Cependant, cette puissance a un prix. Le Volna Kupol Garant, dont le coût unitaire avoisine les 1,3 million d’euros, présente des faiblesses majeures. « C’est un colosse aux pieds d’argile », souligne Beskrestnov. Son déploiement nécessite six remorques et une alimentation électrique importante, ce qui le rend peu discret et donc vulnérable aux attaques. Une aubaine pour l’Ukraine, qui a intensifié ses frappes sur les lignes d’approvisionnement russes ces dernières semaines.
Une victoire tactique pour l’Ukraine
Mi-juin 2026, le Service de sécurité ukrainien (SBU) et le 422e bataillon de drones ont repéré et détruit au moins deux de ces systèmes dans le sud du pays. Une opération menée avec des drones, comme en témoignent des vidéos partagées sur les réseaux sociaux. L’une d’elles, publiée par le compte @front_ukrainian (près de 350 000 abonnés sur X), montre les drones ukrainiens s’attaquer aux remorques transportant les paraboles, avant que d’autres appareils ne filment les dégâts depuis les airs. « Le 422e régiment de systèmes sans pilote de la 17e corps d’armée et le Centre des opérations spéciales « A » du SBU ont détruit une station russe de guerre électronique dans la direction sud », précise le message accompagnant la vidéo.
Pour Serhiy Beskrestnov, cette victoire illustre l’asymétrie des coûts entre les deux camps. « Ces messieurs de chez Russian Kupol ont réussi à vendre ces produits à l’armée au prix de 1,3 million d’euros l’unité. C’est tout simplement un conte de fées », déclare-t-il. L’expert rappelle que, face à la constellation de milliers de satellites Starlink en orbite, les brouilleurs terrestres russes restent limités en portée et en efficacité. Leur destruction, à moindre coût pour Kiev, renforce ainsi l’avantage technologique ukrainien.
Un enjeu stratégique dans le conflit
L’utilisation de Starlink par l’Ukraine a déjà joué un rôle clé dans plusieurs phases du conflit. Dès le début de l’invasion, le réseau a permis de maintenir les communications malgré les cyberattaques et les bombardements russes. Plus tôt en 2026, les restrictions imposées par SpaceX pour limiter l’usage militaire de Starlink ont même contribué à lancer une contre-offensive ukrainienne. Ces tentatives russes de brouillage s’inscrivent donc dans une stratégie globale visant à réduire cet avantage.

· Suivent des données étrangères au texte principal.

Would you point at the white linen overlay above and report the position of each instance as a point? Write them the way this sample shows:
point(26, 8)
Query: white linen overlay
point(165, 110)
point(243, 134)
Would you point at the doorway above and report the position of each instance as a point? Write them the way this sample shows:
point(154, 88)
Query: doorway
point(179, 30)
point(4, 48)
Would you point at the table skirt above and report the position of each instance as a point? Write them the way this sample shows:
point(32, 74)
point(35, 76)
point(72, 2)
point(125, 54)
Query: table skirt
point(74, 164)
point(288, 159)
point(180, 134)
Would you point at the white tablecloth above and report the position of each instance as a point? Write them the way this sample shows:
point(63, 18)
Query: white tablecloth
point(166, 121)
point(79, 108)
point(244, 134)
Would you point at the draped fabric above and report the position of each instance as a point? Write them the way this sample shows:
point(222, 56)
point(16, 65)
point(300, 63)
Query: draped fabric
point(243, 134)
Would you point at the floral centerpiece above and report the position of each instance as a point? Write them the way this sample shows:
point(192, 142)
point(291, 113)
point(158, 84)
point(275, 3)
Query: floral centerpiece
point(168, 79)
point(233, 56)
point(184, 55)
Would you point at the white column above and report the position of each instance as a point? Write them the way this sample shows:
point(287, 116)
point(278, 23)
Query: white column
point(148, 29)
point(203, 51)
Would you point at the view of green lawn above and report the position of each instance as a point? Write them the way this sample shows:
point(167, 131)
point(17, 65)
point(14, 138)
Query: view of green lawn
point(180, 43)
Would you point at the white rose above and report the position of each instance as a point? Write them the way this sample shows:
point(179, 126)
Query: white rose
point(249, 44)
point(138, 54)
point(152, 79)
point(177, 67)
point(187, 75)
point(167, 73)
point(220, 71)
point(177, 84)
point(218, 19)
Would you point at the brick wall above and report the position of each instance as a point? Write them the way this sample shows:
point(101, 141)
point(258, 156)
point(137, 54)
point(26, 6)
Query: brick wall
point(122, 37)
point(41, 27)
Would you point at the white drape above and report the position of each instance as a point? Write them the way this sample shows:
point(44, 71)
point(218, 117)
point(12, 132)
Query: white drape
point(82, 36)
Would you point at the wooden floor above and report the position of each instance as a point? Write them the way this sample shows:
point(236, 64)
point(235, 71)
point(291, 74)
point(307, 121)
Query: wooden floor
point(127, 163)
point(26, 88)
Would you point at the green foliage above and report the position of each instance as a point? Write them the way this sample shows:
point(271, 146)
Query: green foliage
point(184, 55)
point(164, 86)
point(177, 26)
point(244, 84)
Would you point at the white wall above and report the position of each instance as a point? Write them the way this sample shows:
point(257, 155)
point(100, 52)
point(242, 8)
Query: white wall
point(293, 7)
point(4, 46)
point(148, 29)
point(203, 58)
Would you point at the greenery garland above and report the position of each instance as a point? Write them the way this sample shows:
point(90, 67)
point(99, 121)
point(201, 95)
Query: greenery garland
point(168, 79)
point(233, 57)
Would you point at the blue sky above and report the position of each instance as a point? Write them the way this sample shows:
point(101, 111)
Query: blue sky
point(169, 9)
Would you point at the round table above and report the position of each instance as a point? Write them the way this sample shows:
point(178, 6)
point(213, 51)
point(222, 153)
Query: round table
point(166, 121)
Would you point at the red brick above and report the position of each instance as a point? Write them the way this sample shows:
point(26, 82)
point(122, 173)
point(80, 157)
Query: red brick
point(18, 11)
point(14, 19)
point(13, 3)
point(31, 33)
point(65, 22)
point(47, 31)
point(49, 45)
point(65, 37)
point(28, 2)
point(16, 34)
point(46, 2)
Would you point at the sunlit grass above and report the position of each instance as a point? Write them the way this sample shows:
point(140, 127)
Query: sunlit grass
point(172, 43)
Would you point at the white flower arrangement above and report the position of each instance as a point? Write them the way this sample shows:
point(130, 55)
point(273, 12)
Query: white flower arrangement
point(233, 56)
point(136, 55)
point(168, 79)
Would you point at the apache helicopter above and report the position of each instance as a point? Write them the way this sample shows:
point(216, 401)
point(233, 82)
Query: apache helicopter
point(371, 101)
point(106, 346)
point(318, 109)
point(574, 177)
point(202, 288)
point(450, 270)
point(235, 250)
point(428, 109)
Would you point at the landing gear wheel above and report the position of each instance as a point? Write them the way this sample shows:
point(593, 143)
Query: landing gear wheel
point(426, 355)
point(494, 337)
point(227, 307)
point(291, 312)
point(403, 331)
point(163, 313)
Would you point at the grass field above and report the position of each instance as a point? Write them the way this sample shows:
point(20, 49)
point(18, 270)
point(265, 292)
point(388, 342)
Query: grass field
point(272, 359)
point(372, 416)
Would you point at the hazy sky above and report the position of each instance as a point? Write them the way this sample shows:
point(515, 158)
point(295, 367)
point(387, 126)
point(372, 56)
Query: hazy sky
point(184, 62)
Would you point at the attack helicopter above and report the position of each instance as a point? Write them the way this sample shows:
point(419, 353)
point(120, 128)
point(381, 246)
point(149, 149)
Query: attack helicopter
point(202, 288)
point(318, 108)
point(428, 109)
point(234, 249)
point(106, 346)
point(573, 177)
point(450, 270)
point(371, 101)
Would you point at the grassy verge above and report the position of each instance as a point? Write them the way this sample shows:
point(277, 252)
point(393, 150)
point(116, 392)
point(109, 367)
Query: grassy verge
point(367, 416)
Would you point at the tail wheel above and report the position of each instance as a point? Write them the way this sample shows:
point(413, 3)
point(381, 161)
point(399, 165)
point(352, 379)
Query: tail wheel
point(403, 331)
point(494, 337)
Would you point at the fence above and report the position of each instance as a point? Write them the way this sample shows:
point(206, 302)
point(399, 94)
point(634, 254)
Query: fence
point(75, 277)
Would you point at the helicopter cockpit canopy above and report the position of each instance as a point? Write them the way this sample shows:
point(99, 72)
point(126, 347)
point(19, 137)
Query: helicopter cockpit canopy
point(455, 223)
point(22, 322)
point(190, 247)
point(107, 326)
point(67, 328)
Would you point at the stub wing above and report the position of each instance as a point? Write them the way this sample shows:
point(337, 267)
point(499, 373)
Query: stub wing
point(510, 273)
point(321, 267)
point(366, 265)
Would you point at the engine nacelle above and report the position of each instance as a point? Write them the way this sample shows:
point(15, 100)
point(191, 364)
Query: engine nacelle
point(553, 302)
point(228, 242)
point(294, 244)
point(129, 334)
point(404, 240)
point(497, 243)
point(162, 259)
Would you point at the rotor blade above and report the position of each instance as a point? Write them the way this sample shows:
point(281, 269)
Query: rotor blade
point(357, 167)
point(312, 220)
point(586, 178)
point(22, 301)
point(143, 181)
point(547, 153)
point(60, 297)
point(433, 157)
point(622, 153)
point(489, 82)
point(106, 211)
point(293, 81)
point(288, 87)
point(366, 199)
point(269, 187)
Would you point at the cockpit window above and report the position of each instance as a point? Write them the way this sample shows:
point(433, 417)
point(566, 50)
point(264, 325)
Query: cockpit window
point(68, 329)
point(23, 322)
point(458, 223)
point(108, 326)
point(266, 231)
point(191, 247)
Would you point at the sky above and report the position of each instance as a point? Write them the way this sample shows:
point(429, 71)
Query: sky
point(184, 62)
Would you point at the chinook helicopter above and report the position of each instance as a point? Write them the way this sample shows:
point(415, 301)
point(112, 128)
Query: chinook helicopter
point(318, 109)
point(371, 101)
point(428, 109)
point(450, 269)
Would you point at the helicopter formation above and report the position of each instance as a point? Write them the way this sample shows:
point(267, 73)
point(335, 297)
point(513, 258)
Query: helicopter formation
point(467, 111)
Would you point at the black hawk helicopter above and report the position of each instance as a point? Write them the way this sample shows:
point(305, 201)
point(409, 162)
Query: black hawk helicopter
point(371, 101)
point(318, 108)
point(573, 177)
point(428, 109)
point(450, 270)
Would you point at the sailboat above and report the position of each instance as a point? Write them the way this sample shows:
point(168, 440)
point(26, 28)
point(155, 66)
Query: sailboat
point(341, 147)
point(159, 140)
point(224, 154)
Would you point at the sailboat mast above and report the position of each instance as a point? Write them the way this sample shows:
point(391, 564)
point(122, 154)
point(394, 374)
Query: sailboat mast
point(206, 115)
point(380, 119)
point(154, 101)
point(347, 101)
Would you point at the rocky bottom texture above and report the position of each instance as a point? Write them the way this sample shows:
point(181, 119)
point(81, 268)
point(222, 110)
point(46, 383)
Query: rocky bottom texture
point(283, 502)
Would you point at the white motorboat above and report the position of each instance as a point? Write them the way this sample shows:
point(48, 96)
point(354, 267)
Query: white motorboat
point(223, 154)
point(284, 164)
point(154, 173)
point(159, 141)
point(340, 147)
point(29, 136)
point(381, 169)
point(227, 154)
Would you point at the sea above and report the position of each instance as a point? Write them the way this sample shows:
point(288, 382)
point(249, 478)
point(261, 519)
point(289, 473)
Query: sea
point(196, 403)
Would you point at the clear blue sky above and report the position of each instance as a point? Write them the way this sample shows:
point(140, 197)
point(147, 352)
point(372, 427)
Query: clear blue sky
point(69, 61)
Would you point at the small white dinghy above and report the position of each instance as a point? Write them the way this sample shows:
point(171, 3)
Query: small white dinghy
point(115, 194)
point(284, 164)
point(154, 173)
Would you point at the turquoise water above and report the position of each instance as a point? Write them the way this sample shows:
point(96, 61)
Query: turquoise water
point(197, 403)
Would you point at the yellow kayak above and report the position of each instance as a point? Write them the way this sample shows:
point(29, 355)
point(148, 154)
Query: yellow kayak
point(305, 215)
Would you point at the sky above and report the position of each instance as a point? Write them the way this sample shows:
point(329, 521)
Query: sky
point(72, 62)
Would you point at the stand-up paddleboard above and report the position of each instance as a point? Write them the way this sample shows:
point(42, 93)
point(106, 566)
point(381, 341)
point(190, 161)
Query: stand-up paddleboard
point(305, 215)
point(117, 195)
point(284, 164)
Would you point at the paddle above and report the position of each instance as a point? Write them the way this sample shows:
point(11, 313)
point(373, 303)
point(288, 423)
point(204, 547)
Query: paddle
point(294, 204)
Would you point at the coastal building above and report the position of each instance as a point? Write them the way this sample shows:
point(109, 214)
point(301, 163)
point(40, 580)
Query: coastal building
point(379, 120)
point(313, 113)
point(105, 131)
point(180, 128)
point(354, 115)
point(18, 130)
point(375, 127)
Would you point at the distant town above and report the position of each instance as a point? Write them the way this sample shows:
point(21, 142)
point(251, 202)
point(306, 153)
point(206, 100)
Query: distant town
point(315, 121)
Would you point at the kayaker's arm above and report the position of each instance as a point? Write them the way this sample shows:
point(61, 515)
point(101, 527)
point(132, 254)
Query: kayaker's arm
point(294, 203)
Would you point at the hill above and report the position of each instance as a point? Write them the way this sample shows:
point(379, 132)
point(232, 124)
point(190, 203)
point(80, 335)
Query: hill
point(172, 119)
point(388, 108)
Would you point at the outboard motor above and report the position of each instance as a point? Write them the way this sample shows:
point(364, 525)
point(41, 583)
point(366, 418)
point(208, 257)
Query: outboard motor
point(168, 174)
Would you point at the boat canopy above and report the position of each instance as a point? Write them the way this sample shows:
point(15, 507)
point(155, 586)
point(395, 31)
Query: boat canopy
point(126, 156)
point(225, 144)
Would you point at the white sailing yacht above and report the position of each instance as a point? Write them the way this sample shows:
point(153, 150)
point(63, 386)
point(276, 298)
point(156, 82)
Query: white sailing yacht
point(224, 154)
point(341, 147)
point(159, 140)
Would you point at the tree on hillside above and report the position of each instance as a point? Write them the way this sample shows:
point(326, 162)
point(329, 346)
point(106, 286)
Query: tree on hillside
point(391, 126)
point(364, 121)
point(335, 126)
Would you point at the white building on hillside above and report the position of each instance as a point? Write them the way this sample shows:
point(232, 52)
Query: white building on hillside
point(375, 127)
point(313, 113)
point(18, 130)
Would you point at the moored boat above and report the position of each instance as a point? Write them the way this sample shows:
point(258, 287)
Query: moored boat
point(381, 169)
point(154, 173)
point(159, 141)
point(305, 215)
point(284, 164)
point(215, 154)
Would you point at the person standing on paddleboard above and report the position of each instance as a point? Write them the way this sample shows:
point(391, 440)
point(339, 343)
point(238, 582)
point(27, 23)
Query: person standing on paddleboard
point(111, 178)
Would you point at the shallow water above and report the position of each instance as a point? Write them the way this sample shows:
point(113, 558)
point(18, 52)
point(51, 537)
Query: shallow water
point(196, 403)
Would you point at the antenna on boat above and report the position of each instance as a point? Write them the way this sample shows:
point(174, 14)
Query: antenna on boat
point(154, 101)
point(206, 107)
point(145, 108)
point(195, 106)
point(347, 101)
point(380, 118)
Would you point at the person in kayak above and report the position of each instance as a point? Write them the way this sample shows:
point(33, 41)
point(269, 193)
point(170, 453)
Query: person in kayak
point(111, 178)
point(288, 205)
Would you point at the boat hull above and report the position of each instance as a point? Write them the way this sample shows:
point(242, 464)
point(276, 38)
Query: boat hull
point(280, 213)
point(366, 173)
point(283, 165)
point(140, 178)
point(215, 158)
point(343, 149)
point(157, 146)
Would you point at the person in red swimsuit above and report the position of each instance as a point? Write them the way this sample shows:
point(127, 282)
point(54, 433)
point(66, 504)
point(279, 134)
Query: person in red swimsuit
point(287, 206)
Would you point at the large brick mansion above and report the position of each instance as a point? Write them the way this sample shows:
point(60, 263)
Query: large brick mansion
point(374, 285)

Pour Moscou, le déploiement de systèmes comme le Volna Kupol Garant était une réponse coûteuse, mais nécessaire. Cependant, leur destruction récente montre que ces équipements, malgré leur prix élevé, restent vulnérables aux frappes ukrainiennes. « Ces systèmes sont une cible de choix, autant par leur coût que par leur manque de discrétion », note Beskrestnov. Leur perte pourrait donc fragiliser la capacité russe à contrer les communications ukrainiennes.
Reste à voir si l’Ukraine parviendra à exploiter pleinement cette brèche. Une chose est sûre : le conflit technologique entre les deux camps s’intensifie, avec des enjeux qui dépassent largement le champ de bataille ukrainien.